The last of Jackson County’s 19th century Jewish families, were the Jacoby’s. Mitch Jacoby (b. 1855), his wife Bertha (b. 1862), both born in America of German born fathers, and daughter Liliian (b. 1892) arrived in Jackson County in the mid-1890s. Jacoby operated a tavern, sold liquor in various places in the county, and advertised widely in the newspapers with good-humored ads. His congeniality is hinted at in the following passage: “Mr Mitch Jacoby of Marianna was a pleasant caller at our office last Friday, he was full of politics and good natured as always ” [Chipley Banner April 15, 1900]. About 1902, Jacoby was elected as a Jackson County representative to the state legislature where he served one term. The Jacoby family, however, did not stay long in Jackson County, moving to Pensacola around 1905, where he was described as a “well known and popular citizen.” Mitch died in 1913 and Bertha in 1927. Upon Mitch Jacoby’s death a Pensacola newspaper recalled that “his jovial and kindly nature caused him to be liked by everyone with whom he was acquainted. He was popular with the masses and took a great interest in politics, working in every campaign for the election of his friends and never giving up hope until the last ballot was counted.” [Pensacola Journal , Aug. 13, 1913 from http://familytreemaker.genealogy.com/users/j/a/c/Henry-Jacoby/WEBSITE-0001/UHP-0041.html ].

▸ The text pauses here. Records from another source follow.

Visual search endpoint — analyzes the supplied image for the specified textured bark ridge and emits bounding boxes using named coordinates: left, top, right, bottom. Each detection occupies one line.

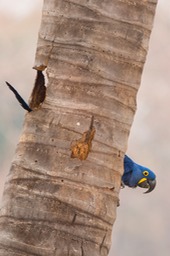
left=0, top=1, right=158, bottom=256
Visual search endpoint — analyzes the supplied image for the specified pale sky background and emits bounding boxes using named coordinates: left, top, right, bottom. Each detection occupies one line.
left=0, top=1, right=170, bottom=256
left=0, top=0, right=42, bottom=18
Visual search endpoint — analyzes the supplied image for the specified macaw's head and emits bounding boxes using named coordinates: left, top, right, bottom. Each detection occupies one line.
left=123, top=155, right=156, bottom=193
left=137, top=165, right=156, bottom=193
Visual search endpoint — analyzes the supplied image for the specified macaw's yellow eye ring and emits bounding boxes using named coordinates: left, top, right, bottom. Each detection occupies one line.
left=143, top=170, right=149, bottom=176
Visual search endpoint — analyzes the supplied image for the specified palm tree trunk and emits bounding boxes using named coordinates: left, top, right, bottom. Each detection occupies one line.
left=0, top=1, right=158, bottom=255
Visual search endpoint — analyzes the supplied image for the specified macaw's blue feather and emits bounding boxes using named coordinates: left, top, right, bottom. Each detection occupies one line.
left=122, top=155, right=156, bottom=193
left=6, top=81, right=32, bottom=112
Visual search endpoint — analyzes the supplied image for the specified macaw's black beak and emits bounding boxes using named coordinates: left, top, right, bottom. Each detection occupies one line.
left=138, top=178, right=156, bottom=193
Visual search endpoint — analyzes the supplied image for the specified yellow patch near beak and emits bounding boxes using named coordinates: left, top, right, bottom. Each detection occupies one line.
left=138, top=177, right=147, bottom=184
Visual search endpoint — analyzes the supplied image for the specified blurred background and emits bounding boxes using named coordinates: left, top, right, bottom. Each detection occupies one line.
left=0, top=1, right=169, bottom=256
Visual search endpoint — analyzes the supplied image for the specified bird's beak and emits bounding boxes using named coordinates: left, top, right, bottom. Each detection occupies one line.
left=137, top=178, right=156, bottom=193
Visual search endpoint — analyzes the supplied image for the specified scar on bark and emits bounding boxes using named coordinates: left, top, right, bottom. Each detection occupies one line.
left=71, top=116, right=95, bottom=161
left=29, top=69, right=46, bottom=110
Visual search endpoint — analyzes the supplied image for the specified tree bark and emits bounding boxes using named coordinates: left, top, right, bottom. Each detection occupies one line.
left=0, top=0, right=158, bottom=255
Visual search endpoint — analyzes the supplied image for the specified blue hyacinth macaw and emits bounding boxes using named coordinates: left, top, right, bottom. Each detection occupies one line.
left=122, top=155, right=156, bottom=193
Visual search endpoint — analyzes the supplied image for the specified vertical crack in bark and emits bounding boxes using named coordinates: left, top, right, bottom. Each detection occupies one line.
left=100, top=232, right=108, bottom=255
left=72, top=213, right=77, bottom=224
left=81, top=242, right=84, bottom=256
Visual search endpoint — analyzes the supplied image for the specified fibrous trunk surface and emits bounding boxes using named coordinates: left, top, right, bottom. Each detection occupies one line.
left=0, top=1, right=157, bottom=256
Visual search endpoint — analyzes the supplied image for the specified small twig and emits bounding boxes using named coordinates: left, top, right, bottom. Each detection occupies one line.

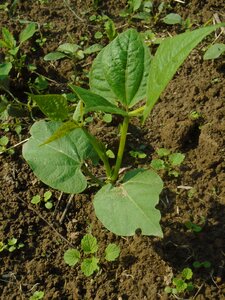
left=18, top=196, right=74, bottom=248
left=53, top=191, right=63, bottom=216
left=0, top=138, right=29, bottom=155
left=62, top=0, right=84, bottom=22
left=59, top=194, right=74, bottom=224
left=173, top=0, right=185, bottom=3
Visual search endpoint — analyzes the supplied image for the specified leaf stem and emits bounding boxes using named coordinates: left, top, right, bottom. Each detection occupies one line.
left=111, top=116, right=129, bottom=182
left=82, top=128, right=112, bottom=179
left=82, top=164, right=104, bottom=186
left=128, top=105, right=145, bottom=117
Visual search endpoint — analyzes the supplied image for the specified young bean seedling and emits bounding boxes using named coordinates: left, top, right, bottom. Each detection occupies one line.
left=23, top=23, right=224, bottom=237
left=64, top=233, right=120, bottom=276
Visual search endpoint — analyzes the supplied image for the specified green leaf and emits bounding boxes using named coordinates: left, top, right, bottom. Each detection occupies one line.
left=41, top=121, right=79, bottom=145
left=64, top=248, right=80, bottom=266
left=0, top=136, right=9, bottom=146
left=81, top=234, right=98, bottom=254
left=129, top=0, right=142, bottom=11
left=173, top=278, right=187, bottom=293
left=45, top=202, right=53, bottom=209
left=104, top=19, right=117, bottom=41
left=182, top=268, right=193, bottom=280
left=105, top=243, right=120, bottom=261
left=94, top=31, right=103, bottom=39
left=44, top=191, right=52, bottom=201
left=44, top=52, right=68, bottom=61
left=203, top=43, right=225, bottom=60
left=29, top=291, right=45, bottom=300
left=8, top=238, right=17, bottom=246
left=169, top=153, right=185, bottom=166
left=84, top=43, right=103, bottom=55
left=19, top=23, right=37, bottom=44
left=57, top=43, right=79, bottom=54
left=69, top=85, right=128, bottom=116
left=90, top=29, right=151, bottom=107
left=2, top=27, right=16, bottom=48
left=150, top=159, right=165, bottom=170
left=31, top=94, right=68, bottom=121
left=143, top=23, right=225, bottom=121
left=163, top=13, right=182, bottom=25
left=164, top=287, right=172, bottom=294
left=156, top=148, right=171, bottom=157
left=81, top=257, right=100, bottom=276
left=31, top=195, right=41, bottom=204
left=22, top=120, right=96, bottom=194
left=0, top=62, right=12, bottom=76
left=94, top=169, right=163, bottom=236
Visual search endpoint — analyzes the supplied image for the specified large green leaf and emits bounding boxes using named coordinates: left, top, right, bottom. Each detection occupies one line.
left=143, top=23, right=225, bottom=121
left=94, top=169, right=163, bottom=236
left=31, top=94, right=68, bottom=121
left=90, top=29, right=151, bottom=108
left=69, top=85, right=128, bottom=116
left=22, top=121, right=96, bottom=194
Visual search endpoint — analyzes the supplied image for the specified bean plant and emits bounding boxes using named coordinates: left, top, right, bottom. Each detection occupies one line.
left=23, top=24, right=223, bottom=237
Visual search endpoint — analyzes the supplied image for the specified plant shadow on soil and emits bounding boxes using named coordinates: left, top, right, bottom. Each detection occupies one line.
left=154, top=200, right=225, bottom=281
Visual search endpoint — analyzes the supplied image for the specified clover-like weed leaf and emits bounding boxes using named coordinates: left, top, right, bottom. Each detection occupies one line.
left=94, top=169, right=163, bottom=236
left=23, top=120, right=96, bottom=194
left=81, top=234, right=98, bottom=254
left=81, top=257, right=100, bottom=276
left=64, top=248, right=80, bottom=267
left=105, top=243, right=120, bottom=261
left=90, top=29, right=151, bottom=108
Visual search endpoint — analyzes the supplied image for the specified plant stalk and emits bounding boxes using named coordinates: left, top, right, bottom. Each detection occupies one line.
left=111, top=116, right=129, bottom=182
left=128, top=105, right=145, bottom=117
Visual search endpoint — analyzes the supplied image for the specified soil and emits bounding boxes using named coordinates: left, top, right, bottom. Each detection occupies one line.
left=0, top=0, right=225, bottom=299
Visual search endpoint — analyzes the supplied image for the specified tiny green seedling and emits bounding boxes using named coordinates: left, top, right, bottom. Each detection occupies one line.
left=163, top=13, right=192, bottom=30
left=0, top=23, right=37, bottom=76
left=203, top=43, right=225, bottom=60
left=165, top=267, right=194, bottom=296
left=29, top=291, right=45, bottom=300
left=151, top=148, right=185, bottom=177
left=0, top=135, right=14, bottom=154
left=0, top=238, right=24, bottom=253
left=23, top=24, right=224, bottom=237
left=31, top=191, right=53, bottom=209
left=185, top=217, right=205, bottom=233
left=64, top=233, right=120, bottom=276
left=193, top=261, right=211, bottom=269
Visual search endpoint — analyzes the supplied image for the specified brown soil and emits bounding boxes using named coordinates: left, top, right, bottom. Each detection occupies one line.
left=0, top=0, right=225, bottom=299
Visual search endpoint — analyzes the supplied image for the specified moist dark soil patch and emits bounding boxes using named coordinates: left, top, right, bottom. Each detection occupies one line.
left=0, top=1, right=225, bottom=299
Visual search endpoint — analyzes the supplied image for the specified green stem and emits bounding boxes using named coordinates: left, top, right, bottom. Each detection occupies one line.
left=111, top=116, right=129, bottom=182
left=82, top=128, right=112, bottom=179
left=82, top=164, right=104, bottom=186
left=128, top=105, right=145, bottom=117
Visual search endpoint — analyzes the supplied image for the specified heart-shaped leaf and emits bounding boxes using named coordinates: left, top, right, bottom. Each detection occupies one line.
left=23, top=120, right=96, bottom=194
left=90, top=29, right=151, bottom=108
left=94, top=169, right=163, bottom=236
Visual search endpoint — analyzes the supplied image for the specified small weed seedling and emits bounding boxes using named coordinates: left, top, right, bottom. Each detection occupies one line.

The departure of Mitch, Bertha and Lillian Jacoby ended the continuous presence of Jewish families in Jackson County that began nearly fifty years earlier when Samuel Fleishman brought his bride, Sophia, to Marianna. The only long-time Jewish residents remaining in Jackson County after 1905 were widower Solomon Brash and Estelle (Edrehi) Alderman, who had embraced Christianity by this time. According to C. Davis Turner, no more Jewish families took root into Jackson County until the 1920s.